Sure, there are exceptions. My dad is one of them. He became a Christian more than 20 years after my mom converted. In fact, I became a Christian before he did. Praise God that my dad now worships the Lord! But for every exception, I know a dozen others who were led astray by a partner who didn’t share their love for God.
Even Solomon, who was “wiser than all other men,” was not immune to this (1 Kings 4:31). We’re told that he “loved many foreign women… And his wives turned away his heart. For when Solomon was old his wives turned away his heart after other gods, and his heart was not wholly true to the Lord his God, as was the heart of David his father” (1 Kings 11:1-4).
In fact, it is Solomon’s unfaithfulness to God in 1 Kings 11 that leads to the fracturing of the kingdom of Israel into two kingdoms.
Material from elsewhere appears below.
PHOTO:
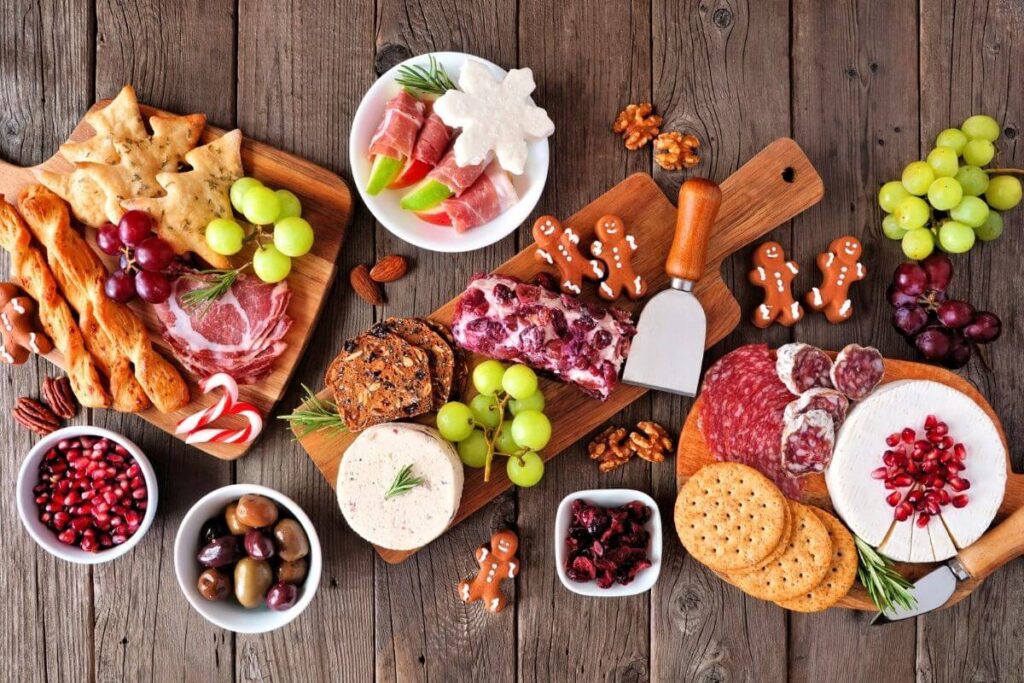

Solomon’s marriages to those who did not worship God had history-altering consequences.
In his letter to the church in Corinth, Paul says something quite similar to Deuteronomy 7:4. “A wife is bound to her husband as long as he lives. But if her husband dies, she is free to be married to whom she wishes, only in the Lord” (1 Corinthians 7:39, emphasis mine).
Theologians are largely in agreement that Paul is telling us we should only marry fellow believers. 1 If you become a Christian after marriage, you should not divorce your unbelieving spouse (1 Corinthians 7:12-13). But you shouldn’t join yourself to an unbeliever if you’re already a Christian.
If you marry someone who isn’t Christian, you’ll find yourself in a constant battle. You’ll know it’s important to worship with God’s people on Sunday morning, but staying in bed is all the more alluring when your spouse is under the covers, asking you to stay and watch T.V. You’ll want to raise your kids to know and love God, but your spouse’s unbelief will also influence them. Instead of your spouse being an encouragement and help in your faith (cf. Genesis 2:18), they’ll be a challenge to your faith.
Ezra Gives Us Wisdom for Dating
The Bible is clear: You should only marry another Christian. But what about dating?
While the book of Ezra and 1 Corinthians don’t specifically address dating relationships, they do give us wisdom for navigating such relationships. Consider how anguished Ezra was when he found out his fellow Israelites had married women who didn’t worship God. Ezra, like Paul after him, knew how easily unbelieving spouses can turn our hearts away from God. The same can happen in a dating relationship.
When you’re married, your spouse has a tremendous influence on you. They’re the person with whom you spend the most time, the one whose opinion you value most. My wife has changed me in the three years we’ve been married. Aside from imparting a craving for Vietnamese banh uot, she’s also made me more flexible, empathetic, and kind.
In dating, your partner won’t have the same level of influence on you, but it will still be significant. Their appreciation for jazz or their enthusiasm for the Chicago Cubs can rub off on you. So can their negativity or laziness or their indifference towards Christianity.
It’s just as Ezra said: Our romantic partners will inevitably change us. They can point you to Christ when you’re anxious or make you doubt God’s goodness when life gets tough. They can turn your heart towards God or away from God. And that’s something to take very seriously. Our sinful hearts are prone to wander, prone to leave the God we love. We need the forgiveness of Jesus Christ, who lived wholeheartedly for the glory of the Father. We need his Holy Spirit to strengthen our faith. And we need those closest to us to encourage us in our walk each day.